Tuesday, December 16, 2008

baptism of fire

Earlier today, I had the biggest scare of my life. My B had a fever and it was a little bit high. I checked on him and we even watched CARS on DVD. He seemed okay so I went to sleep. I haven't been asleep for more than an hour when my Mom woke me up and told me that B needed to be brought to the hospital. I was in shock at first and couldn't move.

After it sank in, I went to check on my son and I was stunned by what I saw. My normally cheery son was curled up in a ball, turning black, and was shivering like hell. I didn't know if I wanted to scream, pass out, or kill someone. My B looked really pitiful.

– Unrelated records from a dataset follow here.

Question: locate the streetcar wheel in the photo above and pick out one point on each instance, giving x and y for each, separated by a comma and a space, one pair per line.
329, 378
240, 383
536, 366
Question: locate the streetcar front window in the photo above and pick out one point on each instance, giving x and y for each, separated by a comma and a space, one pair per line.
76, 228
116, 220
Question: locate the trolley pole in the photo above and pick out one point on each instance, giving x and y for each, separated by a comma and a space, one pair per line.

If Arny did not tell me to change, I would have gone to the hospital wearing what I wore to sleep; without any bra. I panicked and I knew that I should not panic. It was so hard not to lose it, not to bawl over but I needed to be strong for my son. He needed me to be strong.

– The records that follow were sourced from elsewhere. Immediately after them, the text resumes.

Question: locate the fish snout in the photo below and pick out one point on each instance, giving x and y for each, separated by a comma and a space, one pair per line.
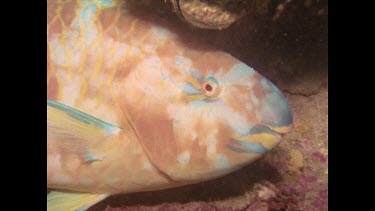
274, 111
274, 119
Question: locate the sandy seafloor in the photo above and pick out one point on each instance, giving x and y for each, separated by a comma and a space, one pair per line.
292, 53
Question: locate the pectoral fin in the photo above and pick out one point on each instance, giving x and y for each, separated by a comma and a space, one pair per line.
73, 131
71, 201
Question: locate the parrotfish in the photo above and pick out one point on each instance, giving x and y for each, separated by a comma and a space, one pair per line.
133, 107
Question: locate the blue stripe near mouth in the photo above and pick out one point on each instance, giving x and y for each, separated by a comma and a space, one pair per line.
247, 147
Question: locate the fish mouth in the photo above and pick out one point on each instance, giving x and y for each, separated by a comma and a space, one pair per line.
259, 140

After we took him to the emergency room and he was given a shot and antiobiotics, we took him home. The doctor wanted to confine him but we said that we choose to observe first. After he was settled in and he took a nap, I broke down.

I cried and cried coz I was scared and I was worried. I was so scared. With so many things going on, this was the last thing I needed. I prayed. I prayed really hard. I am not a religious person but I prayed and told God that I was giving all my problems to him. Thy will be done.

Right now, my son is a little bit better but I do not want to be complacent. We will still observe him to make sure that the fever does not spike anymore. I ask you all to please pray for my B. He needs it badly.

4 comments:

  1. Hope B goes back to his tornado self soon.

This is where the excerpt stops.